Из Каира через Синайский полуостров мы приехали на границу с Газой в город Рафах. Прождали более трех часов, после чего нас наконец пропустили. В Газе нас очень радушно встретили медики. И сразу началась работа. Мы были во всех больницах Газы, которые порой находились на расстоянии 40 километров друг от друга. Мы проконсультировали каждого ребенка в этих больницах. Это были дети с множественными осколочными ранениями, травмой органов брюшной полости, черепно-мозговой травмой, ампутацией конечностей. Ни одного ребенка с фосфорным поражением почти из ста осмотренных не было.

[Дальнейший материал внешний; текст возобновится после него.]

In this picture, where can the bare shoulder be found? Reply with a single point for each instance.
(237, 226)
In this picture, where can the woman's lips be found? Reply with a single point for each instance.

Одного восемнадцатилетнего юношу с огромным повреждением левого плеча и необходимостью повторных операций мы предложили перевести к нам. Родители дали согласие. Мы гарантировали бесплатный перелет и бесплатное лечение в Москве. Однако возникла проблема с паспортом. Паспорт могут получить только в Египте в посольстве Палестины, с которым “Хамас”, мягко говоря, не дружит.
На днях нам сообщили, что в Газу приехал целый госпиталь из Иордании, около 200 человек, который разместили в пострадавшей от обстрелов больнице. Среди иорданских врачей есть и пластические хирурги — они решили забрать этого больного к себе.
Я, кстати, опять не понимаю, как же Красный Крест говорит нам, что врачей не нужно, мобильного госпиталя МЧС не нужно, а сейчас в Газе начинает работать новый иорданский госпиталь. Плохо, когда в этот вопрос вмешивается политика.
Палестинцы объявили по радио, что приехали российские врачи и будут вести амбулаторный прием для раненых детей. Всего мы оказали помощь около ста детям. Местные врачи были очень рады нашему приезду. Кстати, большинство из них говорят по-русски, так как когда-то учились в наших вузах. Мы были первые россияне-врачи, которые посетили Газу за последние годы. Они тянулись к нам. Они не понимали, почему нам препятствовали приехать в Газу.
Интересно, что они считают, что уровень медицинского образования в России гораздо выше, чем в других странах. Мы вели совместный прием больных детей, делали перевязки и операции. И вообще по возможности пытались передать свой опыт, так как детских врачей такого уровня, к сожалению, в Газе нет. И хотя врачей там немало, нужно понимать, что помощь детям сильно отличается от помощи взрослым, чего не может усвоить Международный Красный Крест. И многие дети погибли или стали инвалидами не потому, что им не оказали помощь, а потому, что помощь им оказывали специалисты, не знакомые с детской спецификой. В Газе я еще раз понял, что большинство врачей вне политики. Наша главная задача — быть максимально полезными детям. По просьбе палестинских врачей мы провели конференцию по особенностям оказания помощи детям с травматическими повреждениями, по лечению обширных гнойных ран и пластической хирургии, по оказанию помощи при нейротравмах.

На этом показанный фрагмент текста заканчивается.